ME: *Phone rings* Hold on my son Elohssa is calling
Sorry I said “You’ll do” instead of “I do” at our wedding.
Bath bomb does not mean cannonball in to the tub. Now she is pissed and I need a new hip.
My favourite sport is tracking the pizza delivery guy
Either I just stepped in dog shit or the stench of my parent’s disappointment has started following me around.
No, give me the blue mittens for shoveling. The red ones are for scandal.
ok hear me out: Luigiana
How I read news articles:
1. Read the headline
2. Go directly to the comment section
3. Have a meltdown
Been hearing a lot lately about bleaching your asshole. Do you just dump bleach over his head & keep out of his eyes or make him consume it?
[stepping out of time machine] shit I forget why I came to this year
Anyone else having a near life experience today?
Not to be rude but I think some of you think your dog is your best friend and your dog thinks you’re top 5 at most
Party hack: Let your guests know it’s time to leave by having your child play a musical instrument.
HR: People are complaining that you find ways to appear superior to them.
[chair elevated to highest position]
Me: That’s just ridiculous.
Nothing says “thought of you, and masturbated” like ‘liking’ a girl’s Facebook photo from 2009.
Elderly Woman: Excuse me, young man…could you help m-
Me: I have a grandma.
Was very hungry when I made a wish to the genie I found in a lamp and I had a Freudian slip and now I’m a chicken magnet
Me: Coke please
Server: Sorry we don’t have Coke.
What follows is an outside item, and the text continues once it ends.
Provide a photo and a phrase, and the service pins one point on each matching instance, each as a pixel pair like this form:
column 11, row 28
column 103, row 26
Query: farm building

Is vodka ok?
Me: Why yes, yes it is
When I said I was nostalgic for the 80s – I meant the music not the Cold War.
[dinner table]
SHARK: i got the promotion
SHARK WIFE: are you lead sharkitect now?
SHARK: *pushes plate away* my career isn’t a joke, Sharon
Attn people who run in dark clothes at night,
I don’t have THAT much car insurance.
-Where was I conceived, dad?
Dad: Ahh *rubs back of neck* At the Bellagio in Las Vegas.
-Rly?
Dad: Wd I lie to u, Bestwestern Broomcloset?
I see Netflix changed The Punisher’s origin to have his family killed by the government instead of him getting bit by a radioactive punish.
I put my pants on just like everyone else: while screaming obscenities at my pants butler
British people tell you that they live in a real country and then introduce you to someone called the Marchioness of Cholmondeley
People have ruined this planet and now they’re just like “Tag, you’re it!” to Mars.
“She liked it but it didn’t have a bay window for her cat,” said the House Hunters narrator before walking into the sea.
how to meditate myself out of criminal intent oh shoot i thought this was google
A shock absorber sounds like something you need for when you’re watching the news.